Não vislumbramos em que medida o ora requerido deva merecer provimento, porquanto o processo reúne já todos os elementos que permitem a prolação de uma decisão. Com efeito, não pode o processo ficar ad aeternum a aguardar por um eventual parecer unânime dos Srs. Peritos que, com toda a documentação e exames complementares de diagnóstico, informações respeitantes ao posto de trabalho da sinistrada, pareceres a este propósito emitidos, tiveram já, no âmbito, quer da junta médica de cirurgia geral quer na junta médica da especialidade de medicina do trabalho (quiçá mais habilitada a pronunciar-se sobre a questão da IPATH), oportunidade de esgrimir argumentos e tomar posição quanto à incapacidade da sinistrada.
Portanto, nem o parecer ora solicitado – em face da junta médica da especialidade em causa já realizada -, se nos afigura ser pertinente, nem a descrição pormenorizada das tarefas e funções desempenhadas pela sinistrada reveste utilidade, porque essa descrição já consta do processo, devendo ser complementada pelo parecer do IEFP, que a esse propósito alude.
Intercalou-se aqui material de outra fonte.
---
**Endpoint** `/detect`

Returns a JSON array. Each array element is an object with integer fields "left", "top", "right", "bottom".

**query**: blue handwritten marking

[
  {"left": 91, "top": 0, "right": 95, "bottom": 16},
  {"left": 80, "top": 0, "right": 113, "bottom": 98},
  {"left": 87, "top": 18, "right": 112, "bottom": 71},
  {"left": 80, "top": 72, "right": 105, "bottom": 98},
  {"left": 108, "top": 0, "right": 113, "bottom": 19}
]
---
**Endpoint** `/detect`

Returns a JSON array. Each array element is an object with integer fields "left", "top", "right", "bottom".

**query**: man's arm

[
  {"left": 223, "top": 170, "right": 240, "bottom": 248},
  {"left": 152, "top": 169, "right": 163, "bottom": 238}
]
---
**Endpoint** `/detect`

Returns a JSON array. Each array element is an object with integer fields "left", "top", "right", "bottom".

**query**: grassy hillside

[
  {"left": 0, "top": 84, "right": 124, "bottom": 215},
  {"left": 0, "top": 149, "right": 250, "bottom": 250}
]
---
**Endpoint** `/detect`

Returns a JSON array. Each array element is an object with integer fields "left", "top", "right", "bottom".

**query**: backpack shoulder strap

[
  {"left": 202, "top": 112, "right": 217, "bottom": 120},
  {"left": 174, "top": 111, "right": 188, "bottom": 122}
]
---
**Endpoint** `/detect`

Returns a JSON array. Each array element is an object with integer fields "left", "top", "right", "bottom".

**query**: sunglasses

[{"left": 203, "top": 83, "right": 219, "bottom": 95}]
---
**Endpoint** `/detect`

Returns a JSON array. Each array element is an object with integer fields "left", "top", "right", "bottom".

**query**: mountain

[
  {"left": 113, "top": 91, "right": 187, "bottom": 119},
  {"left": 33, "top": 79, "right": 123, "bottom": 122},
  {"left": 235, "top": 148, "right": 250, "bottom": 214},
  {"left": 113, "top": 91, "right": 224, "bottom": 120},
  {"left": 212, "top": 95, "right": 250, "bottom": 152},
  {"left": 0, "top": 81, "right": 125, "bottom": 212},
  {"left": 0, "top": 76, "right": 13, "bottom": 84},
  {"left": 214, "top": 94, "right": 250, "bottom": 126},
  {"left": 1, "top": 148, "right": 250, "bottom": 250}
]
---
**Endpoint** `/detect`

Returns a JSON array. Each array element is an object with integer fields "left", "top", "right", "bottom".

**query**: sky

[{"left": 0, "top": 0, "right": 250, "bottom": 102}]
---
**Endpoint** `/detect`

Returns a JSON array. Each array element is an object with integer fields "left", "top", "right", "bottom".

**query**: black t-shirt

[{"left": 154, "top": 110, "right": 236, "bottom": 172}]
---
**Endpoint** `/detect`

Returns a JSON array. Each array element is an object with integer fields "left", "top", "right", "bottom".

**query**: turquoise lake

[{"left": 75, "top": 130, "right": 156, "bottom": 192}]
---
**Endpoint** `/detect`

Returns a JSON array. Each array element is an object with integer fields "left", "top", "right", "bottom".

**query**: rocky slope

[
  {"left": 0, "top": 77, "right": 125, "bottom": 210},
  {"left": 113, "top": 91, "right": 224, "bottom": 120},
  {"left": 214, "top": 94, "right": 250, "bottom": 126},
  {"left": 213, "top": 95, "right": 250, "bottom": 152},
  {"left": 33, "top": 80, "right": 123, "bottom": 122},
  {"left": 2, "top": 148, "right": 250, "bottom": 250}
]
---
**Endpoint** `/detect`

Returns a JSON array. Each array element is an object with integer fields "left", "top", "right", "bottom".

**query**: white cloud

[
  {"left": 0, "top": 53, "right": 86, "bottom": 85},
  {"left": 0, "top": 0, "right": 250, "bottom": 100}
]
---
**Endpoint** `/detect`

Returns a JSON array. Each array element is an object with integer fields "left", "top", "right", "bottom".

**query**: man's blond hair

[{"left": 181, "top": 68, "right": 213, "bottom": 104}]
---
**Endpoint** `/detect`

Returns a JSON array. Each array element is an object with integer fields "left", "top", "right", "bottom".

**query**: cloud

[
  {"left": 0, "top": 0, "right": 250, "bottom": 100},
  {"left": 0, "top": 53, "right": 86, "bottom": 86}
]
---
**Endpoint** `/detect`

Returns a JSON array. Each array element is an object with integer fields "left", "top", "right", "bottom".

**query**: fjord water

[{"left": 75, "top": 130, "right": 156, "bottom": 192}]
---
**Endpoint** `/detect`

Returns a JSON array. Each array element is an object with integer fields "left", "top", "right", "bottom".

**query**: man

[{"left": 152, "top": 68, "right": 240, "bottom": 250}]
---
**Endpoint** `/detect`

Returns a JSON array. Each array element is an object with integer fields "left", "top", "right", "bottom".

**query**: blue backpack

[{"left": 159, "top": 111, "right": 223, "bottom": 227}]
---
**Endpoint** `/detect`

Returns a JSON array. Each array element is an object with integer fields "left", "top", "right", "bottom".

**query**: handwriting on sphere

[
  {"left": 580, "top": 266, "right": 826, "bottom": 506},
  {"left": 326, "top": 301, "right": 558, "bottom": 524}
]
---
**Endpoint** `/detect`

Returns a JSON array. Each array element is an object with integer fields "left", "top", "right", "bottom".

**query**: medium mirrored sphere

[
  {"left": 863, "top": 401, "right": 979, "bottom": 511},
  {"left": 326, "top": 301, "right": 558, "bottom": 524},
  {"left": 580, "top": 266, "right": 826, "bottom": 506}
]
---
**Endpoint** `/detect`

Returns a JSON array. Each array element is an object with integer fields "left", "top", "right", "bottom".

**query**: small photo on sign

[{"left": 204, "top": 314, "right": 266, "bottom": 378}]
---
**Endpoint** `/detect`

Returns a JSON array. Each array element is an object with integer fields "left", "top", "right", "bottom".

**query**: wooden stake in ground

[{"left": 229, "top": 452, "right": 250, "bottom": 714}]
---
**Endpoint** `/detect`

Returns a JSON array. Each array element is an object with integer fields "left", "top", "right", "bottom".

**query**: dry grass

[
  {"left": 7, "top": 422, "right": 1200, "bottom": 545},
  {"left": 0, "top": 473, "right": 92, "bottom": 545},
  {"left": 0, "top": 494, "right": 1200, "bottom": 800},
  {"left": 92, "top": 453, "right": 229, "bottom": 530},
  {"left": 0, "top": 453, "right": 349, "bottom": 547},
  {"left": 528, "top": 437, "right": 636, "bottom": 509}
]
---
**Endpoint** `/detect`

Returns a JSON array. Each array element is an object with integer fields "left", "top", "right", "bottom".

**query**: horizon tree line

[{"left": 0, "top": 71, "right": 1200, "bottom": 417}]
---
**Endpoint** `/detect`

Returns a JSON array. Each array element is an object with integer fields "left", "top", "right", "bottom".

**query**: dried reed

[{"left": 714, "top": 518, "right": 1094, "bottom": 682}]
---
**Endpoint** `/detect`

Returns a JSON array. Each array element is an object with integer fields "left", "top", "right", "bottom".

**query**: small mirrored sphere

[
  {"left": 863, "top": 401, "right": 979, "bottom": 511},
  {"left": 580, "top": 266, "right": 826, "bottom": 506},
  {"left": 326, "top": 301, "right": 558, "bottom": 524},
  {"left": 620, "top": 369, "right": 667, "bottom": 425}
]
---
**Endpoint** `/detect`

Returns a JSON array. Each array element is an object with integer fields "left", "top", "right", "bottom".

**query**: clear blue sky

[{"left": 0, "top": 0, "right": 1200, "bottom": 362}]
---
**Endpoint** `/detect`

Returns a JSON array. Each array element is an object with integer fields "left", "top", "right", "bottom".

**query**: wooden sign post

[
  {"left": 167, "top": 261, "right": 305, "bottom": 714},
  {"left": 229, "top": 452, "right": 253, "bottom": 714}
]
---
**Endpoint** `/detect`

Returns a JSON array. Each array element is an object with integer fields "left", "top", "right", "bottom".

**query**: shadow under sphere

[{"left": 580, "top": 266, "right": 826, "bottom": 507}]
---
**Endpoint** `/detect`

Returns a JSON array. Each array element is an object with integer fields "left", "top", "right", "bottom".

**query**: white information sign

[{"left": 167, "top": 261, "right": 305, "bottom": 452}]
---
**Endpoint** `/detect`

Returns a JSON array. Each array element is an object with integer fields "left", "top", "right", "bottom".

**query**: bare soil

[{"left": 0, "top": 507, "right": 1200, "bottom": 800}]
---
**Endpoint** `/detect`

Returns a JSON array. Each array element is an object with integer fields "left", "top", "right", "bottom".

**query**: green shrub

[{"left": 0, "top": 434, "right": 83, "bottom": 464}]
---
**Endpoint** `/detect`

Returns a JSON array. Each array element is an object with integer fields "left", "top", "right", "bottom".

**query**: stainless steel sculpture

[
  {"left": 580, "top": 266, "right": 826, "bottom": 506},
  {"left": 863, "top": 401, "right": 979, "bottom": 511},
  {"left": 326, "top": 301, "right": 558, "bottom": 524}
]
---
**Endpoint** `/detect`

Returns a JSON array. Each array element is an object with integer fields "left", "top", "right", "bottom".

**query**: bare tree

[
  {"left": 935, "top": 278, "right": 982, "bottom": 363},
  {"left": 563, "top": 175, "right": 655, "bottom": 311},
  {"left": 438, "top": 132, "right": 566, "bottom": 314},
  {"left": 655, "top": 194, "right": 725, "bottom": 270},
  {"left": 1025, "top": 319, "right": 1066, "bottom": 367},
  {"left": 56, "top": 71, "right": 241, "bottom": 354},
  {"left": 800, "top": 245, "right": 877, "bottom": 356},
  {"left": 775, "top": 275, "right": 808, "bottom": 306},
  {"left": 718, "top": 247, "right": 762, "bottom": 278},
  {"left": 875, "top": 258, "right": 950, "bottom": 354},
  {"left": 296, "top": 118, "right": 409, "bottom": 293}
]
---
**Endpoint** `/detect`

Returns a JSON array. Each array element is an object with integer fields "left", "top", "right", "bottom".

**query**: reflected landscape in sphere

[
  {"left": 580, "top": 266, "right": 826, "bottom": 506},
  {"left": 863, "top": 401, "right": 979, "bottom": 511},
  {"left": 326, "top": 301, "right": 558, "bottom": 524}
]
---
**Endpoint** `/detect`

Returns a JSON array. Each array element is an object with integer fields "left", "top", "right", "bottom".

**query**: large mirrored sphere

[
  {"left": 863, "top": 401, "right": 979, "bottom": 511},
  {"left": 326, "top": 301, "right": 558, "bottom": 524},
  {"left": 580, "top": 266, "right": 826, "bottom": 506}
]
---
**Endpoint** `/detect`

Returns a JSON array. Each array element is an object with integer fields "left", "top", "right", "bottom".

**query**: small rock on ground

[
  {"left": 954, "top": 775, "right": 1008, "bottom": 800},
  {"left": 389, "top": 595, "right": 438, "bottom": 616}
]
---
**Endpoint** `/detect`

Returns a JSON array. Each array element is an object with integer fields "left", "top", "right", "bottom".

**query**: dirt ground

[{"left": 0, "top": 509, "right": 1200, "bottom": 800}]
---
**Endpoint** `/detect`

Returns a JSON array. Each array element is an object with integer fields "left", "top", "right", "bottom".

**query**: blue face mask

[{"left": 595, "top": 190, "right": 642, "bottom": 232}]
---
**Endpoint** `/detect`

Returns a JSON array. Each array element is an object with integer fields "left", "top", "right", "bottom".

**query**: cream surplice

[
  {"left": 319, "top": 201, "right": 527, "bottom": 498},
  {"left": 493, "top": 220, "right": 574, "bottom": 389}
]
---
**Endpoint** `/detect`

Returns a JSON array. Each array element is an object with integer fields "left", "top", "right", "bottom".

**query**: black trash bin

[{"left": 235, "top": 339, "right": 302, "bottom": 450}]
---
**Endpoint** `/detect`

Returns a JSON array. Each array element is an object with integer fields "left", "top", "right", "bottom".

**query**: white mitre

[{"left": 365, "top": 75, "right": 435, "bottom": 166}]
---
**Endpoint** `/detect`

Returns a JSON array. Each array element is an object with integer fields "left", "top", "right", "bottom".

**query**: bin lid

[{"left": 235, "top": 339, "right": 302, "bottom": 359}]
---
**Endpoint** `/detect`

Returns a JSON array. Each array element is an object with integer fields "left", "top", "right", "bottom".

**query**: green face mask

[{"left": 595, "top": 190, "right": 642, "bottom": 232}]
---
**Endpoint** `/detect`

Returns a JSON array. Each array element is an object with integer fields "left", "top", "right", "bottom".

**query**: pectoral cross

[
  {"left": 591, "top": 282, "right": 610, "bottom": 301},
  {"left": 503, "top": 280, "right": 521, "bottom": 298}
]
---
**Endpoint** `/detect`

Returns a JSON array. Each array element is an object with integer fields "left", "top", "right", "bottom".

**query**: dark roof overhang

Termos em que, se indefere o requerido pela seguradora.».
E de imediato,
Foi proferida sentença, nos termos previstos nos artigos 73.º, n.ºs 2 e 3 e 140.º n.º 1, ambos do Código de Processo do Trabalho, que terminou com a seguinte:
«– DECISÃO.
Nestes termos e ao abrigo das disposições legais citadas, declarando-se que AA foi vítima de um acidente de trabalho:
A) Julga-se que desse acidente resultou para a sinistrada uma IPP de 15% (10% x 1,5), com IPATH, desde 14/09/2020, data da alta clínica.
B) Condena-se a A... – Companhia de Seguros, S.A. no pagamento à sinistrada:
1) Da quantia de €2.034,52 (dois mil e trinta e quatro euros e cinquenta e dois cêntimos), correspondente às diferenças de incapacidades temporárias, acrescida dos juros de mora, contados à taxa legal, desde 29/08/2018 até efectivo e integral pagamento.
2) Da pensão anual e vitalícia, no montante de €51.242,14 (cinquenta e um mil duzentos e quarenta e dois euros e catorze cêntimos), desde 15/09/2020, actualizável a partir de Janeiro de 2021 (em 2021 manteve-se inalterada; em 2022, €51.754,56, em 2023, €56.101,94 e em 2024, €59.468,06), acrescida dos juros de mora, contados à taxa legal, desde 15/09/2020 até efectivo e integral pagamento.
3) Do subsídio para situações de elevada incapacidade, no valor de €4.217,80 (quatro mil duzentos e dezassete euros e oitenta cêntimos), acrescido dos juros de mora, contados à taxa legal, desde 15/09/2020 até efectivo e integral pagamento.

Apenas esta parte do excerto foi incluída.